Dalam perkembangannya, asumsi-asumsi mendasar ilmu komunikasi pada masa itu mulai dipertanyakan. Beberapa asumsi dasar itu mulai mendapatkan kritik yang keras. Hal yang dipertanyakan kembali misalnya asumsi bahwa fenomena komunikasi berlangsung secara linear dan sinkronik. Juga tidak hadirnya konteks kepentingan, hegemoni dan pemaknaan dalam proses komunikasi, terutama proses komunikasi massa. Salah seorang tokoh yang gencar mengkritik asumsi-asumsi dasar tersebut adalah Stuart Hall.
Pada titik ini, Stuart Hall bukan berperan sebagai perintis atau pelembaga sebuah ilmu, ia berperan sebagai “pembongkar” ilmu.

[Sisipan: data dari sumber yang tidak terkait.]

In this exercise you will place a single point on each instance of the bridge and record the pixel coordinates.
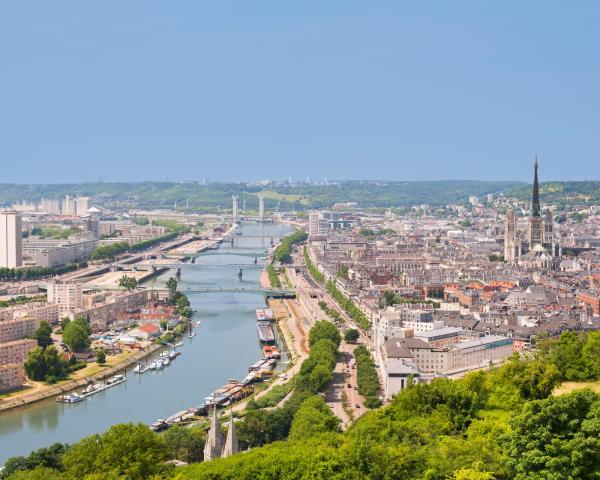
(268, 292)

Pembongkar ilmu juga diperlukan untuk ilmu itu sendiri. Melalui para pembongkar ilmu seperti Hall inilah sebuah ilmu akan terus berkembang dengan dinamis. Kita mengenal ilmu komunikasi yang lebih kaya konsep seperti sekarang ini antara lain karena kontribusi Hall. Pada sisis lain, Hall juga mengintrodusir ranah lain yang kita kenal sebagai cultural studies. Sebuah ranah yang melampaui sekat-sekat ilmu dan memberikan dasar pemahaman atas posisi ideologis seorang ilmuwan.

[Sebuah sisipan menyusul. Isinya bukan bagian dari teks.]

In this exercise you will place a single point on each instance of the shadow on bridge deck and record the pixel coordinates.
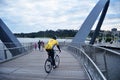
(31, 67)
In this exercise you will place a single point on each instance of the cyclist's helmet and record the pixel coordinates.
(54, 37)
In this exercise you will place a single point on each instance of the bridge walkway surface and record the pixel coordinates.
(31, 67)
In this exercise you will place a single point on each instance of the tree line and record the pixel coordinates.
(48, 33)
(108, 35)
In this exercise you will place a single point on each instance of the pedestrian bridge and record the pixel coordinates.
(84, 62)
(31, 67)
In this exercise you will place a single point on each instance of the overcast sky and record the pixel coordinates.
(24, 16)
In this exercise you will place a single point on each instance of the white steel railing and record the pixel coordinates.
(5, 53)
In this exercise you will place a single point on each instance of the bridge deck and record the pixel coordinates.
(31, 67)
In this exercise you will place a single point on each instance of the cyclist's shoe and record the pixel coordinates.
(54, 66)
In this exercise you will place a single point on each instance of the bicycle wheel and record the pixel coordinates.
(57, 61)
(48, 66)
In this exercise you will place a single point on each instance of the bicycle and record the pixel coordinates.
(48, 63)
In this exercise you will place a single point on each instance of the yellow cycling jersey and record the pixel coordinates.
(51, 43)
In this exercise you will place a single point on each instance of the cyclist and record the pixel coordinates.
(49, 47)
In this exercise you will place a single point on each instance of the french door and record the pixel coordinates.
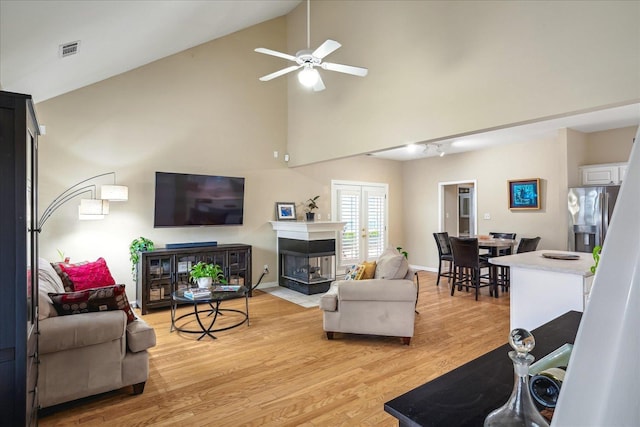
(363, 206)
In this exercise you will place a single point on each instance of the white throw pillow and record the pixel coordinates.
(391, 265)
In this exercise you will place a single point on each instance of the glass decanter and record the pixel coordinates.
(519, 409)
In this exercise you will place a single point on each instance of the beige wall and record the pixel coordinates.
(492, 168)
(610, 146)
(200, 111)
(444, 68)
(577, 152)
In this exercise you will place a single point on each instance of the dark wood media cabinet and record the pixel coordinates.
(163, 271)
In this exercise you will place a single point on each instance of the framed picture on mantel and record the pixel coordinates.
(285, 211)
(524, 194)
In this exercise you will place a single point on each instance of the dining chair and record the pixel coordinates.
(497, 235)
(528, 244)
(504, 276)
(467, 265)
(444, 255)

Bagaimana Stuart Hall melakukannya? dalam hal ini kita juga tidak dapat mengabaikan peran BCSC (Birmingham Centre for Contemporary Cultural Studies). Hall bersama BCSC membongkar pemahaman ilmu komunikasi terutama elemen pesan dan audiens sekaligus merintis kajian baru yang kelak dikenal dengan nama cultural studies. Sebelum Hall menjadi direktur BCSC, lembaga ini telah hadir di Inggris.

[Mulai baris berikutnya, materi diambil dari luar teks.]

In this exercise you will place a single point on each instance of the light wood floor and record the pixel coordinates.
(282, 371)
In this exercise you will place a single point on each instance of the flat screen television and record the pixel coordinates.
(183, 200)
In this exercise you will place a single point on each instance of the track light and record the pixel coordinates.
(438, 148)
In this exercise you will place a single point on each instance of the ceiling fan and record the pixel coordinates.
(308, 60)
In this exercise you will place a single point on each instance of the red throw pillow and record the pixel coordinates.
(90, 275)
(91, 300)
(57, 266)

Lembaga ini hadir untuk memberikan tafsir lain atas berbagai fenomena sosiokultural yang terjadi Pasca Perang Dunia II. Pengaruh Marxisme sangat besar pada para ilmuwan yang bernaung di bawah BCSC. Tetapi tentu saja mereka memberikan nuansa baru atas Marxisme dan menambahkan dengan psikonalisis dan strukturalisme sehingga BCSC memiliki posisi yang unik dalam perkembangan ilmu sosial dan humaniora.
Birmingham centre hadir untuk melawan hegemoni perspektif ilmuwan Amerika Serikat dalam melihat fenomena komunikasi. Kebetulan di Inggris juga berdiri LCMC (Leicester Centre for Mass Communication) yang secara langsung menjadi rival pemikiran Birmingham centre. Melalui Hall sebagai direktur keduanya, Birmingham centre mengambil posisi yang berbeda dengan Leicester centre dalam mengeksplorasi ilmu komunikasi. Leicester centre mengadopsi model riset yang dikembangkan di Amerika Serikat awal abad ke-20. Sebuah pendekatan saintifik di mana peneliti mengukur efek kognitif dan perilaku audiens media massa. Sebuah metode riset yang dekat dengan ilmu alam. tidak memiliki kepentingan dan kuantitatif. Sementara Birmingham centre memperlakukan media sebagai fenomena yang secara mendasar ideologis dan peka terhadap konteks kultural. Interaksi antara audiens, pesan media, komunikator dan budaya sangatlah kompleks dan hanya bisa didekati dengan metode etnografi yang melalui interpretasi, interview kualitatif dan observasi.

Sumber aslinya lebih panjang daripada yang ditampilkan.